How did you feel being dropped by Polydor?
“I thought they were wrong and I was right,” he laughs. “Rightly or wrongly, I believed I was absolutely right in making the last album. I was just being true to myself. On one level I can understand why the few people who heard it didn’t like it and my audience might have hated it. But does that make it wrong? I dunno. I was a lot more arrogant then. I’m the sort of person that, if I become obsessed by something, I can’t see any other way of looking at it. But it was born out of my own arrogance… I boxed myself into a corner to an extent. My head was up my arse. It’s not an excuse, it’s just a stage I went through.”
After over a decade of putting the world to rights, he suddenly found himself feeling decidedly insecure about things. He kept going nonetheless, playing a string of low-key London dates as The Paul Weller Movement. It was evident, to all but the most blinkered, that the spark was still there. With a handful of songs blending with the best of his back-catalogue from The Jam and The Style Council (through necessity rather than choice), each show become a cause for minor celebration. Still, despite two sell-out national tours, Weller was still hiding behind band names and willingly confesses that he was still at odds with himself.
“I was all over the shop at the time,” he admits. “I didn’t have a fucking clue what was going on. It was a ramshackle affair. But in retrospect, the tours were really constructive. You can find yourself onstage sometimes, it can bring something out in you – ambition, drive, motivation – you can use any number of words to describe the feeling.”
The Paul Weller Movement were soon scattered, but the relationship between Weller and fellow Councilman Steve White, who had joined the new band in its infancy, was cemented. The two continued to forge ahead, recruiting musicians as they went along.
“I didn’t think me and Steve would have carried on after The Style Council,” he admits. “If he hadn’t got in touch with me around that time, it might not have happened. Steve had left a couple of years before the band broke up – not necessarily with bad feeling – but there was a kind of vibe between us. He didn’t like the way in which we were heading and we didn’t get on too well. So I didn’t really think about him until a couple of years later. There’s just some sort of chemistry between us – it’s great to play with someone like that.”
By the time Weller had finished recording his eponymous debut solo album, he felt he was back on the right track. Developing the subtle psychedelic qualities reminiscent of latter-period Jam, while retaining the solid R’n’B base that had guided him throughout, the album was, if not faultless, refreshingly unpretentious. It seemed as if a great weight had been lifted from his shoulders.

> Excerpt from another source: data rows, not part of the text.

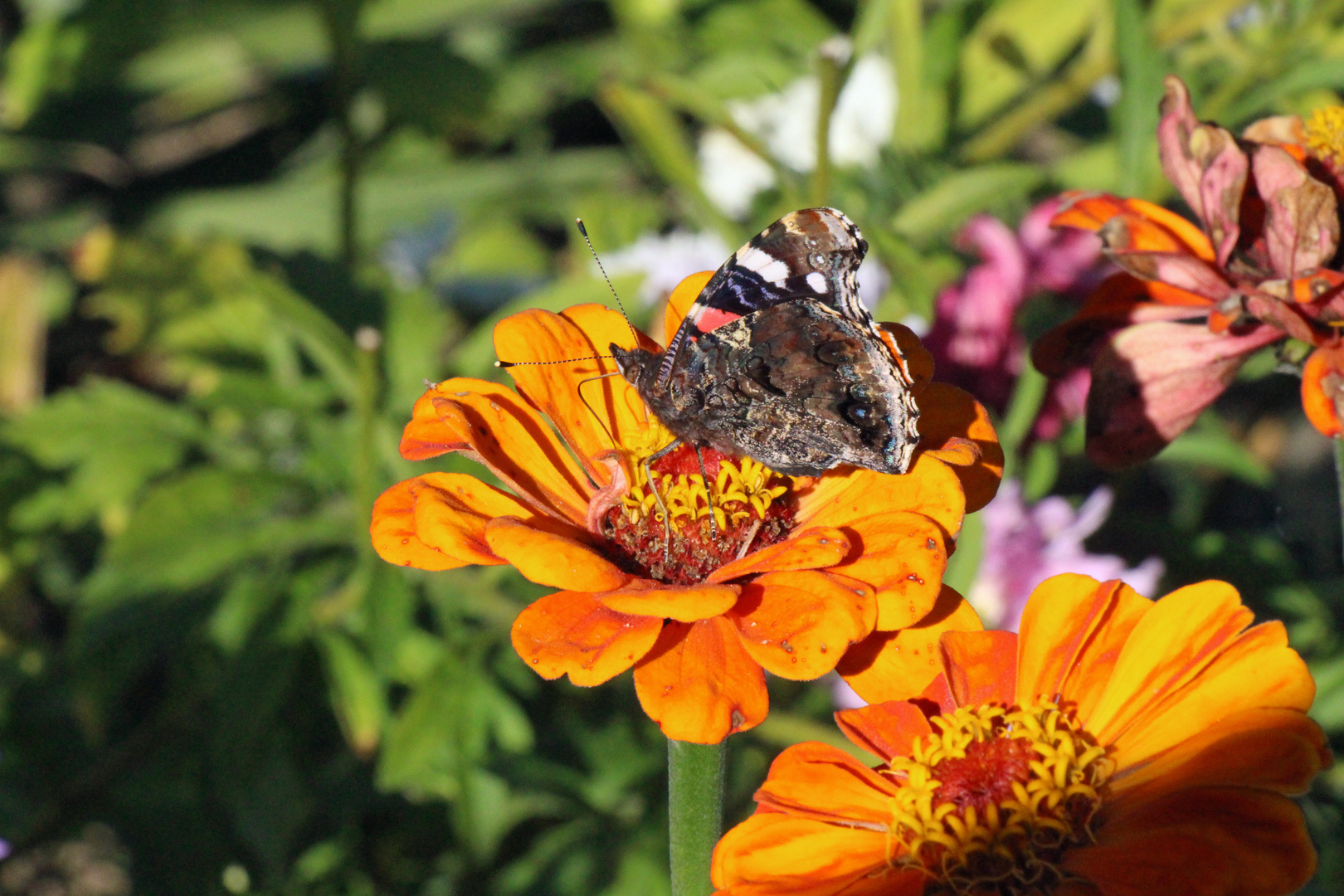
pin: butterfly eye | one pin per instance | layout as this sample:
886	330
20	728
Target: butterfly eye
860	414
836	353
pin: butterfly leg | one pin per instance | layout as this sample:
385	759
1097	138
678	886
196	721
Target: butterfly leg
709	490
657	499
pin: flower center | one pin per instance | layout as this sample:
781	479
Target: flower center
749	505
1324	132
995	796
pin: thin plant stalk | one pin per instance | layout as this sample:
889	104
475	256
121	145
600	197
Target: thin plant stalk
695	811
1339	476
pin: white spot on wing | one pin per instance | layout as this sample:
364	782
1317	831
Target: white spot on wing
762	262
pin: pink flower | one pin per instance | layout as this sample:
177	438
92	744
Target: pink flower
1025	546
973	338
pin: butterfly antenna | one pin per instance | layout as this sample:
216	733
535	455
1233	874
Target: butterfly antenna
619	304
566	360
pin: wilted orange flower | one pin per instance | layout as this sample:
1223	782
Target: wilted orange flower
1116	747
795	571
1166	336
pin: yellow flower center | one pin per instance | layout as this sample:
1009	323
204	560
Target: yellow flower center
993	798
743	499
1324	134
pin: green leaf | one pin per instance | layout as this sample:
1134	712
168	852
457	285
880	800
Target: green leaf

“There was something there,” he recalls. “With ‘Into Tomorrow’ and ‘Amongst Butterflies’ – I thought that even if I just had those two songs, they were enough of a sign. Before that I’d doubted whether I’d lost it completely. Everything I was writing during the house time didn’t seem to excite me or I didn’t get the same feeling from it. Mind you,” he says soberly, “four years later, lots of people are making dodgy house records, aren’t they?”
If the first album was the first step along the right path, the new LP, Wild Wood, is his most assured work for years. It reflects a broader perspective than before, combining sturdy acoustic-based numbers like “Foot Of The Mountain” and “All The Pictures On The Wall” with grittier material like “Sunflower” and “The Weaver”. Most of it was recorded in one take and it has a timeless quality that’s neither 1968 nor 1993. Significantly, Weller seems driven by a new force. If he once appeared to have the answers to all the world’s problems, he now sets himself a tougher, more personal lyrical examination entirely. “Can You Heal Us (Holy Man)”, the focal point of the album, catches Weller stuck in the middle-ground of life. Having rallied against the status quo for so many years, he finds himself starting to adopt less strident opinions and values, questioning what it’s all about.
“‘…(Holy Man)’ is supposed to be fairly ironic,” he states, pulling his knees under his chin. “I’ve got little time for organised religions. I think they’re a real charade, most of them, and the contradictions are too much for me. But at the same time, I still think that faith is a very important thing. I don’t think I have absolute faith yet, but I still like the idea that some time I will. I come from a family of atheists, which is good in one way ’cos it’s left me clear space to make my own mind up – but I’ve also inherited their scepticism. With my dad, it’s just you’re born, you live, then you die. I appreciate the realism of that, but I like to think that what we’re doing now is worth something. Maybe not tonight,” he laughs, “but in the broader span of things. Whether it’s a vain hope or not, I don’t know. I don’t think we can just be passing through it all. But as for all the vicars and the priests, I’ve got no time for them.”